Meanwhile, the young victim has been found on social media, so of course human decency and empathy has flown out the window. The New York Post, breaking the story and continually trying to update it, only uses bikini clad selfies to represent the victim, fueling the slut-shaming fire. The officers involved have admitted to the sexual acts, although they say it was consensual — which begs the question, why was she handcuffed, threatened with a night in a jail cell, and in an unmarked car with non-uniformed officers, in the back of a goddamn Chipotle if it was consensual? This “other side of the story,” combined with the fact drugs were found in the car, and the victim has bikini pictures online, are all being used to dismiss the story.

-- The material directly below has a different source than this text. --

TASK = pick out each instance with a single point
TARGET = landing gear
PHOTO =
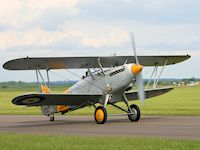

There is obviously a lot about this story that hasn’t come to light yet, and will undoubtedly come up in court documents and testimony in the upcoming weeks. But before you follow this story at all, remember these statistics via RAINN: 54% of sexual assault victims are between 18 and 34 years old. Women between the ages of 16 and 19 are 4 times more likely than the general population to be victims of rape. There is a sexual assault in this country every 98 seconds. Violence against women comes in many forms, and that is exactly what rape is — violence.
All we can do now is work hard so this woman gets her day in court, and educate ourselves and others about violence against women, legal rights to safety, and being a good person (hint: it starts with empathy and knowledge.)